There is not one bad performance in the ensemble cast. Danai Gurira as Okoye, the badass general? Excellent. Daniel Kaluuya as W’Kabi, the shifty-eyed friend? Great as ever. Letitia Wright as the breakout star Shuri? So charming.
The real star of the show, of course, is Michael B. Jordan. It was brilliant to put his off-the-charts charisma behind Killmonger, a villain whose appeal is that he’s half right.
Jordan deserved an Oscar for Creed, and he sure as hell deserves one now. Play the clip of him angrily wiping away a tear on loop forever.

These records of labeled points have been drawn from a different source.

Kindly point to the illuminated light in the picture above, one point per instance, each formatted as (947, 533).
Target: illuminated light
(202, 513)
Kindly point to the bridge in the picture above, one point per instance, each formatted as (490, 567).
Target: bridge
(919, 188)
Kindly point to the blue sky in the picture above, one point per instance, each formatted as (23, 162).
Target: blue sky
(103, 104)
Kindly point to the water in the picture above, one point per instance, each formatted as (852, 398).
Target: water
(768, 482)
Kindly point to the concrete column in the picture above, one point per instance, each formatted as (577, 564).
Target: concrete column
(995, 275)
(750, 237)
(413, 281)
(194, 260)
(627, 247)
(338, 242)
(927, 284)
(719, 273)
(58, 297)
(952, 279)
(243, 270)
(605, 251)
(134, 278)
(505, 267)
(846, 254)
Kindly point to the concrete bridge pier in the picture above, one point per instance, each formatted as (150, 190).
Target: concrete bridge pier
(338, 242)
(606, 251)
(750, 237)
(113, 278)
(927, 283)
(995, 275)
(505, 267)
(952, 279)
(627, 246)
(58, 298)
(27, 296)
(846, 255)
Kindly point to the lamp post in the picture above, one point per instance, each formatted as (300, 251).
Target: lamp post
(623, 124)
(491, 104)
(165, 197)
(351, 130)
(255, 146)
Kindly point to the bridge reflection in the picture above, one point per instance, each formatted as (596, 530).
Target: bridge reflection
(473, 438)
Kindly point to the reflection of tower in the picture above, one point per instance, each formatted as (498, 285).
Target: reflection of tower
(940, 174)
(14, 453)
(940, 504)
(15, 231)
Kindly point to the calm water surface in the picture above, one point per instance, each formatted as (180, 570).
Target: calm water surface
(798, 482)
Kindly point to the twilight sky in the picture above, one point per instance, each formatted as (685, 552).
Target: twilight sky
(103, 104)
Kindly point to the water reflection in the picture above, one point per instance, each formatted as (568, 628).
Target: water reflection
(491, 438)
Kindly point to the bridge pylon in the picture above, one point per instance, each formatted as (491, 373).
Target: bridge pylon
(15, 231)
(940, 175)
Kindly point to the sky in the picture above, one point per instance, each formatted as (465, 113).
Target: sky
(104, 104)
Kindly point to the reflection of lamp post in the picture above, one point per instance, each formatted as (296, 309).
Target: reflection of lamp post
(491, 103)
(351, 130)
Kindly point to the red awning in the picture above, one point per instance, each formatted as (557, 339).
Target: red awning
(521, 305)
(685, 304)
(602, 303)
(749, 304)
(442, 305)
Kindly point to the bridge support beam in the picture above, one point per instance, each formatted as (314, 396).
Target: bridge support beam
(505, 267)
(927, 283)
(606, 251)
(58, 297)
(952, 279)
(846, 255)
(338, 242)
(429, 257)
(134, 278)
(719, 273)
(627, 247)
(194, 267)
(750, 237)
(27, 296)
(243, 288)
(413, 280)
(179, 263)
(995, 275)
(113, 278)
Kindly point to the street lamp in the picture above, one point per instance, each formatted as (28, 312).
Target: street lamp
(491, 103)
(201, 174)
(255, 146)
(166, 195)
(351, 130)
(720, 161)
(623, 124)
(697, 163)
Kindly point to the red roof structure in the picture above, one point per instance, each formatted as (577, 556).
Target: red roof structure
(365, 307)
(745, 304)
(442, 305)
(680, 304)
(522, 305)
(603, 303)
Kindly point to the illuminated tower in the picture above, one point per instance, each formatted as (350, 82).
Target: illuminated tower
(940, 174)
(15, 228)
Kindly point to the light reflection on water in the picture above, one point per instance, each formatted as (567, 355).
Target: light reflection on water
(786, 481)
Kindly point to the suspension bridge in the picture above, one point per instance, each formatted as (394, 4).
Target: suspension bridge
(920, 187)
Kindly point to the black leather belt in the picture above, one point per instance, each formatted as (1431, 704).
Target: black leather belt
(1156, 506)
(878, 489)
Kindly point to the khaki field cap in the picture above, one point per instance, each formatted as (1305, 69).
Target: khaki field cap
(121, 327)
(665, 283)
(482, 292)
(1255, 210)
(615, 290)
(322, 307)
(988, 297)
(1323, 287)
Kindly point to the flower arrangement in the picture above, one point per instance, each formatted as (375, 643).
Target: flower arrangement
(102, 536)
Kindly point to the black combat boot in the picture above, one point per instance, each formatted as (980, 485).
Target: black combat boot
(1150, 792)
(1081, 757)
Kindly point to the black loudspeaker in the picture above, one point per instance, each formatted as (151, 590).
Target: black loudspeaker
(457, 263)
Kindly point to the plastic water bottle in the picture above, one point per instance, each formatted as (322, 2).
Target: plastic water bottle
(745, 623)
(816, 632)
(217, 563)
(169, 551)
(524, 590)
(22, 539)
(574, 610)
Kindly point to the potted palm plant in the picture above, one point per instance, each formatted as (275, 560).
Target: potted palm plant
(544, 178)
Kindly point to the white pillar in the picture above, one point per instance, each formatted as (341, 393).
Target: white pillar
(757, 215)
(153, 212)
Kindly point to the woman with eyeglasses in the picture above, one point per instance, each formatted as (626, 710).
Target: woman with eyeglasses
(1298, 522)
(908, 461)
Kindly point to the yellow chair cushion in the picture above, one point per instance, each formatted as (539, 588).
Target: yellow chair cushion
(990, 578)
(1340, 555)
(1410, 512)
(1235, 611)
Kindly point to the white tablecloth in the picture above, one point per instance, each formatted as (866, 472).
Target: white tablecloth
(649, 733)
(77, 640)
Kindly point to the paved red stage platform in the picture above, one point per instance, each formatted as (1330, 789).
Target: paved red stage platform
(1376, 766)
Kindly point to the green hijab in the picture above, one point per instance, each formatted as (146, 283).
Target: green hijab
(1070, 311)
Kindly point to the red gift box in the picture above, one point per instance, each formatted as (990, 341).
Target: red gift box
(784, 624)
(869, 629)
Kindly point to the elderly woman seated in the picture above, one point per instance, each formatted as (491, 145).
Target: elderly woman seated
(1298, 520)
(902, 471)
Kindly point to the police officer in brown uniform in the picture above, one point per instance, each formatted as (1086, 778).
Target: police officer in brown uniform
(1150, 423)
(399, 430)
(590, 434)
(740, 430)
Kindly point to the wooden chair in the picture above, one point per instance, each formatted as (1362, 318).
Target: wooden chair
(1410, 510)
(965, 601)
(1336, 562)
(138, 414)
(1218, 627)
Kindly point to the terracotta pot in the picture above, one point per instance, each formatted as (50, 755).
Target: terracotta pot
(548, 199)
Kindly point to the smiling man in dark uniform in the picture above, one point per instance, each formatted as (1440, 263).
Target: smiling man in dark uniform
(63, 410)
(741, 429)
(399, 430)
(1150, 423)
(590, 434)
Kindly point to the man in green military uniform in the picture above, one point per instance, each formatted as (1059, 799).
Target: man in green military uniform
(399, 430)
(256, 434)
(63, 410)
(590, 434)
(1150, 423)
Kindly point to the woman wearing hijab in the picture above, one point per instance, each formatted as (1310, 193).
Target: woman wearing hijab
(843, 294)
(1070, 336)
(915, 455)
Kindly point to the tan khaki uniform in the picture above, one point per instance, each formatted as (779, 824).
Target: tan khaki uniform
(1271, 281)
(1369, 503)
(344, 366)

And for god’s sake, give Coogler a Best Director nomination. The ending of Black Panther, where Wakanda uses its resources to open a community center in Oakland, is so smart and so good on a textual and metatextual level.
Hereditary is one of the best horror movies I’ve ever seen. It’s as simple as that. Director Ari Aster, in his first movie, has turned in something terrifying.
There’s a limit to what you can say about Hereditary without giving away its tricks. The film circles and taunts the viewer. It’s not until the final reveal that you realize how bad things really are.
Like its subject matter, Hereditary is densely packed with secrets. It’s slippery, elusive. Just when you think you know what’s going on, the movie comes to a head and veers in a new direction. It gets better every time I see it.
This may be the year of The Favourite with regards to female acting Oscars, but I hope Toni Collette is not forgotten. She, Alex Wolff and Milly Shapiro turn in spellbinding performances.
It’s hard to talk about Hereditary. Just watch it. You’ll see.
To understand Annihilation, you have to understand what it did to the people involved. It tanked the film career of director Alex Garland. It caused Paramount to write it off by selling the international distribution rights to Netflix.
Hollywood spit out the movie because Garland refused to change its ending. That ending, simply put, is the best 20 minutes I spent in a theater this year.
The ending of Annihilation is pure and overwhelming. The heady sci-fi thriller discards all gestures toward literalism. The movie goes full 2001 and overwhelms you with a wall of light and sound. It is weird and crazy and challenging and I loved every second.
Before that, Natalie Portman plays a scientist on an expedition into a zone where unexplained things are happening. Things quickly go wrong and the team finds themselves tested in ways they could never imagine.
Everyone here is at the top of their game. Jennifer Jason Leigh turns in another dynamite performance. Garland is still one of the few people in Hollywood who understands Oscar Isaac can be as scary as he is charming. The effects are creepy.
Annihilation is a top-tier science fiction film. It holds an emotional core about the ways we hurt ourselves. It has an ending that demands to be seen. It is far and away my favorite movie of 2018.